Public art commissions--how to find them, how to get them.
* First-hand advice from experienced public artists * Written by an artist for artists * Includes expert information on public art law
Learn how to find, apply for, compete for, and win a public art commission. First-hand interviews with experienced public artists and arts administrators provide in-the-trenches advice and insight, and a chapter on public art law, written by Barbara Hoffman, the country's leading public art law attorney, answers questions about this complex area. Packed with details on working with contracts, conflict, controversy, communities, committees, and more, The Artist’s Guide to Public Art shows artists the way to cut through the red tape and win commissions that are rewarding both financially and artistically.
The book opens badly with a word from MJ Jacob stating the vision of the artist as a petty governmental bureaucrat waiting with the tin can that the powerful people will like their piece of propaganda.
The Introduction is on the same level. The artist has nothing to say. The artist is there use their skills to serve the goals of the elite, the same way a driver will drive the councilman or a Secret Service agent will kill the potential assassin.
The main issue arises from a misunderstanding on my part. I have read "Public Art" in the sense of arts that is accessible from the public space. Say a sculpture in a window or a mural up on the 10th floor of a private building. While the author does not exclude these aspects, the word public is used as in "Public School", meaning a secretive deal between a seller and an interested party in which the public is going to pay both the art piece and the bureaucrat's 5 star restaurant bills and the dealer's commission.
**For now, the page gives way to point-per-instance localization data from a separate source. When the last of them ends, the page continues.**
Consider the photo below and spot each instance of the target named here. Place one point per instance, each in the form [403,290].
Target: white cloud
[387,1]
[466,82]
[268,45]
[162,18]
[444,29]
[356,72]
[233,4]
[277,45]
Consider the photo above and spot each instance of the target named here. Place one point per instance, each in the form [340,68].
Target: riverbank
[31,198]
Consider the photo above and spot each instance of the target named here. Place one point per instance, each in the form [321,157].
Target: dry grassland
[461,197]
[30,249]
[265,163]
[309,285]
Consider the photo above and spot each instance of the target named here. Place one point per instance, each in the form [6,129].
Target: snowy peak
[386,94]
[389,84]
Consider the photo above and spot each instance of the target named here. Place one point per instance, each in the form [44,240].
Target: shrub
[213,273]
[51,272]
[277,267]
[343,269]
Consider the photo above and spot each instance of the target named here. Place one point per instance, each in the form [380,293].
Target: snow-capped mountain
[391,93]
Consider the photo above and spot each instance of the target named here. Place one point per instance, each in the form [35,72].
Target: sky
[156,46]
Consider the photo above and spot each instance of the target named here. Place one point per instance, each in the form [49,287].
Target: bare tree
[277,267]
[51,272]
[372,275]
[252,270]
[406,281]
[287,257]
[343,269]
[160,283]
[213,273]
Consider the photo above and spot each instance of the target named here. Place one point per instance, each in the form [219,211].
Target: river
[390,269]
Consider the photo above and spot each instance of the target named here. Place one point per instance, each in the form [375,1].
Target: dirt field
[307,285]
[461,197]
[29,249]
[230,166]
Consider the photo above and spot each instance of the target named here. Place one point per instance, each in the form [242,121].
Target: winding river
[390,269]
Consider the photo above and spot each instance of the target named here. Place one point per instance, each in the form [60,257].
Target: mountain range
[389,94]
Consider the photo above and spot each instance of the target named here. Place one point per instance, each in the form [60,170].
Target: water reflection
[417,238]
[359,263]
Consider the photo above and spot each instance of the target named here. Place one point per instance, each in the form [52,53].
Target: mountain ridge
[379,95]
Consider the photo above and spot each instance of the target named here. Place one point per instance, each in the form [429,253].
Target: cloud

What is sickening in this book is that the assumed artist does not have a voice, not even some vague beliefs. Like in the Soviet Union the artist indexes the subjects, mediums and styles by the probability to empty the tin can labeled "art budget". Hence, the word artist is also misused and abused. Here, there is no art. Only a propaganda laborer ready to serve the goals of whomever can puncture the budget of some governmental institution.